Acayip gizli bir örgüt var. Düşünün Sayın Cumhurbaşkanımız geçmişi bırakalım 17 Aralık’tan sonra bu paralel devlet yapılanması konusunda öylesine müteyakkız bir duruma geçti ve bütün devlette öylesi bir noktaya geldi ama buna rağmen başyaveri,Genelkurmay Başkanın özel kalem müdürü, emir subayı, korumaları, şoförü kendi hariç herkes onlardan ve kuşatma altında. Yani şimdi böyle bir yapı baktığınızda MİT Müsteşarına operasyon yapılıyor. MİT Müsteşarının kendine bırak sen şeyi kendine yapılan operasyondan haberi ancak tebligat kendine gelince oluyor. Yani çok gizli yöntemlerle çalışan ve çok rahat sızan güven kazanan ve sonra da kendisine talimat veren, talimatını yapan hani diyoruz ya bunlar haşhaşi esasında haşhaşilere rahmet okutacak derece de daha farklı bir yapı var. Ben ifade ettim Meclis’te herkese karşı takiyye yapıyorlar. Senin dünya görüşün neyse ondan olabiliyor. Benim ki neyse ondan olabiliyor kimliğini gizliyor, takiyye yapıyor. Hatta haşa Allah’a karşı bile takiyye yapabileceğini düşünecek kadar bir yapı böylesi bir yapıyla mücadele etmek son derece önemli ve zor bir iş. Onun için de bizim bu mücadelede hep beraber olmamız lazım. Devletin içerisinde hakim, savcı, asker, polis başka kamu görevlileri eğer anayasamıza, yasalarımıza, hukukumuza sadakatle milletine bağlılıkla hizmetlerini yürütmezlerse başımıza neler geleceğinin en son göstergesi olmuştur. Adeta Türk Silahlı Kuvvetleri’nin içerisinde Fethullah Gülen silahlı kuvvetleri oluşmuş durumda bunu gördük. O yargının içerisinde FETÖ yargısı oluşmuş onu gördük. Üniversitelerin içerisinde FETÖ’nün üniversitesi, medyanın içerisinde böylesi her alanda bir ilden ilçeden, beldeden köye kadar gidene kadar örgütlenmiş. Her ülkede adeta büyükelçilikler gibi yapılanmış okullar vasıtasıyla devasa bir yapı var. Şimdi bu yapı karşısında bir ülkenin tedbir alması ve bu tedbirler konusunda herkesten anlayış beklemesi doğaldır. Eğer biz devletin içerisinde Anayasamıza, yasalarımıza ve hukuka sağdık olmayan kişileri temizlemezsek bundan sonra Türkiye’de benzer başka Fethullah Gülen terör örgütü gibi başka terör örgütleri de çıkabilir. Bu örgüt yeniden canlanabilir.

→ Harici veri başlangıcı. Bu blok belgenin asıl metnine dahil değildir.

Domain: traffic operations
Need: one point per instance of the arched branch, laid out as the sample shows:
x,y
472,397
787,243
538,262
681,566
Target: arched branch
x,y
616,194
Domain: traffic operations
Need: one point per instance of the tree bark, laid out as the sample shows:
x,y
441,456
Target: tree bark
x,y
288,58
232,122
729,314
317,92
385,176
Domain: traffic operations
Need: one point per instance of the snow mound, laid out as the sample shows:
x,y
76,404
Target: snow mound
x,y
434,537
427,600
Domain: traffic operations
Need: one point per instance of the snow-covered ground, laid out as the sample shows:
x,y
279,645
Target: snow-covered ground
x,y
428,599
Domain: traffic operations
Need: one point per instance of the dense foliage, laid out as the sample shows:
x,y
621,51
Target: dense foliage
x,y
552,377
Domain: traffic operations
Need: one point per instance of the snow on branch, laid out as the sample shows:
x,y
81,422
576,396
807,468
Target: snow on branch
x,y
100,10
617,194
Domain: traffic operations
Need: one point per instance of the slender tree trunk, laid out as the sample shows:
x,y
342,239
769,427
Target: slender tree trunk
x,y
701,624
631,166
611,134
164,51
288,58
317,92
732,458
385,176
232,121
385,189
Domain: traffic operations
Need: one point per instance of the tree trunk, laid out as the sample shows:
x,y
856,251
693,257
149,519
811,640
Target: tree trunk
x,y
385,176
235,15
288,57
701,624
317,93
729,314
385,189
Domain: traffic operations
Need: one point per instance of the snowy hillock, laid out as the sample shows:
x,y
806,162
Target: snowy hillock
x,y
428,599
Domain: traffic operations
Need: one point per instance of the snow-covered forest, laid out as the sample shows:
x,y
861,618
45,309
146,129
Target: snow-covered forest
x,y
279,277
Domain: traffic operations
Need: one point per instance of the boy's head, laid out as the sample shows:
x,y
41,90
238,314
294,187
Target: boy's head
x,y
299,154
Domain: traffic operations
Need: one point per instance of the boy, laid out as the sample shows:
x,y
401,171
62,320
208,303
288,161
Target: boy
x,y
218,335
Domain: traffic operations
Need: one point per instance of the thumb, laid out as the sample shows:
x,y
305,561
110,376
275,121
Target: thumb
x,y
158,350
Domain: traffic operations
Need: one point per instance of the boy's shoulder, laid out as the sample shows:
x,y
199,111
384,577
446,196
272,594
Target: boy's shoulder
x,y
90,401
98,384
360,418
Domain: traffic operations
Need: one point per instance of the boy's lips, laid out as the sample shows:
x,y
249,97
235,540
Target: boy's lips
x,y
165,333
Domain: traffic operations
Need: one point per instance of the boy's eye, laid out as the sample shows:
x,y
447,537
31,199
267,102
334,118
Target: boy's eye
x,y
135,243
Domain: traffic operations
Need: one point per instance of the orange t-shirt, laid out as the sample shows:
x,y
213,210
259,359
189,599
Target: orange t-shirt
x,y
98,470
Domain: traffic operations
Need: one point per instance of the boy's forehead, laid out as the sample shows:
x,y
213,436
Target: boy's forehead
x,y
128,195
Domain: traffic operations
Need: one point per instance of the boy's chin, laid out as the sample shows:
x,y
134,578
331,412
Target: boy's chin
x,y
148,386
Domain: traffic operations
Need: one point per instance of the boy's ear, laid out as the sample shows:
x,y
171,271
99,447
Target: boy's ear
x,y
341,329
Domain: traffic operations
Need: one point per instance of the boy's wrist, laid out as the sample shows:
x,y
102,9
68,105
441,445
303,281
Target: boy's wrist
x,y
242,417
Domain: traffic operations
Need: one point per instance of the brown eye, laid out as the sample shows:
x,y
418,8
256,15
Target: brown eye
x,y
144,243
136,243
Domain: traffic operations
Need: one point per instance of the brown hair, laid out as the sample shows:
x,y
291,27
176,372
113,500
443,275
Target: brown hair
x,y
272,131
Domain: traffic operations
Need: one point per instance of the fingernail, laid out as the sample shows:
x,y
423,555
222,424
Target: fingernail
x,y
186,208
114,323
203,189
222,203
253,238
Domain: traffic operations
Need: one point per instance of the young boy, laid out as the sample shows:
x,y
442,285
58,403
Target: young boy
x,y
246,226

OHAL KARARNAMESİNİN VERECEĞİ İMKAN VE YETKİLER
Bu örgüt yeniden canlanabilir. Kararnamede bunlara dahil usuller ortaya konacaktır. Ayrıca şu anda devam eden soruşturmalar var ve yine disiplin hükümlerimiz var bizim ve bu OHAL kararnamesinin vereceği imkan ve yetkiler olacaktır, bu çerçevede bunlar yürüyecektir ve amacı da emin olun inanarak söylüyorum demokrasimizi korumaktır, hukuk devletimizi korumaktır, milli irademizi korumaktır bunlarda bağlılığı sadakati ortadan kalkmış bir terör örgütüne bağlılığı her şeyin üstünde tutan bir yapı yani sizin kardeşiniz size karşı, sizin babanıza karşısınız, siz çocuğunuza karşısınız yani öyle bir yapı var ki babayı evlada , evladı babaya, kardeşi kardeşe silah çekecek gözü kırpmadan onu alıp bir kenara itecek kadar bir gözü dönmüşlüğe götürmüş. Bunu yaparken de cennete gideceğini düşünüyor, yani şu anda IŞİD nasıl canlı bomba olup canlı bomba bir sürü masum insanı öldürürken cennete gideceğini inanıyorsa böyle büyük bir sapıklığın içindeyse bunların sapıklığının ondan bir farkı yok, öyle inanmış öyle inandırılmış. Onun için bizim mücadele edeceğimiz yapı öyle gözle görülür bir yapı değil. Gözle görülür bir yapı olmadığı içinde bizim bunlarla mücadele ederken çok dikkatli olmamız kılı kırk yarmamız gerekir, bizde hükümet olarak bunu yapıyoruz.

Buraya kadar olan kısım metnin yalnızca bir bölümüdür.